El aumento de las ventas de las grandes compañías españolas constituye uno de los indicadores que evidencian con mayor claridad los efectos de la mejora económica en el tejido empresarial. El pasado mes de noviembre, los intercambios comerciales de las grandes empresas crecieron un 4,5%, lo que supone el decimosegundo mes consecutivo en positivo y el mayor incremento desde marzo de 2010. Las empresas aumentaron también sus plantillas casi un 2%, un repunte no visto desde 2008. Las razones de estos buenos datos, publicados por la Agencia Tributaria, son sencillos: un buen comportamiento no solo de las ventas interiores, sino especialmente de las exportaciones, que han crecido un 9%, y una recuperación del consumo de las familias en detrimento del ahorro, que ha decrecido un 9% en el tercer trimestre de 2014. Como consecuencia de ese aumento de la demanda, las empresas han tenido que comenzar a contratar más personal y lo han hecho dentro de los parámetros de moderación salarial que se corresponden con una economía cuyos signos vitales todavía son frágiles. Al lado de esta mejora en las ventas, las grandes compañías continúan avanzando en su propio proceso de desapalancamiento, que a mediados del año pasado les había permitido ya rebajar su deuda un 6% respecto al mismo periodo del año anterior. La estrategia para alcanzar ese objetivo de saneamiento financiero pasa por reducir de forma paulatina los créditos a largo plazo, que han caído un 8%, y apostar por la financiación a un año, que ha crecido un 1,5%. Este proceso de reorganización de la estrategia crediticia les está permitiendo reducir la dependencia bancaria a largo plazo sin renunciar a cubrir sus necesidades de capital para alimentar su actividad. A excepción del sector del consumo, este es el esquema que están siguiendo las grandes corporaciones, especialmente las que operan en el sector del petróleo y la energía.

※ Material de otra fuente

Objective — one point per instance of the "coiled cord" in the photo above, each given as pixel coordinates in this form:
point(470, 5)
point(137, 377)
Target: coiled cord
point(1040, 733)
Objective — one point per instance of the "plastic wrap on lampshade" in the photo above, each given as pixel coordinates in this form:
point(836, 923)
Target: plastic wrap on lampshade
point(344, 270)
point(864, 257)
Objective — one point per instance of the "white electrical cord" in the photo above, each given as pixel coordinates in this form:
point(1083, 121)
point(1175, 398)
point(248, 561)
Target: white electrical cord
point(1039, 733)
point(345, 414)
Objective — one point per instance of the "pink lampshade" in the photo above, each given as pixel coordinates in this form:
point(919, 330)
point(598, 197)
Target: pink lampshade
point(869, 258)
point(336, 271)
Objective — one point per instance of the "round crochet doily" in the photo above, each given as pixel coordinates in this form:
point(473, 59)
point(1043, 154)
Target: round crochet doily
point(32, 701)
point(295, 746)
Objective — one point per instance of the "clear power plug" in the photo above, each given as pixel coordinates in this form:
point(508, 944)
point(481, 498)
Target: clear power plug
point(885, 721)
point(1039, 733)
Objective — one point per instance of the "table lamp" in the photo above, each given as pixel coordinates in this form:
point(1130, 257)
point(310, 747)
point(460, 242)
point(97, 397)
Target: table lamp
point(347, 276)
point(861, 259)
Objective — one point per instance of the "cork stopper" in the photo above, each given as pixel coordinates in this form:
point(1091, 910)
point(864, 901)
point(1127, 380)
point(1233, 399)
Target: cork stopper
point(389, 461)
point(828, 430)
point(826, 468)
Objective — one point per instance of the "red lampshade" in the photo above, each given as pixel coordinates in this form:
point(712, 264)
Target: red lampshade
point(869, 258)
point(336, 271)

La buena evolución que vive la gran compañía española constituye una excelente noticia, pero esta debería ir acompañada cuanto antes de un proceso similar en el resto del tejido empresarial, integrado mayoritariamente por pequeñas y medianas empresas. El principal obstáculo para que las pymes puedan aprovechar al máximo la mejora del consumo interno es la dificultad para acceder a la financiación, que en el caso de España y en este tipo de compañía resulta fundamentalmente bancaria y llega hasta el 80% de las empresas. El Gobierno acaba de iniciar en el Congreso la tramitación del proyecto de Ley de Financiación Empresarial, cuyo objetivo es mejorar el acceso de la pyme a los instrumentos de crédito, una tarea que también para el Banco Central Europeo es una prioridad. No en vano, tanto en España como en el resto de la zona euro, el grueso de la actividad comercial está en manos de las pymes.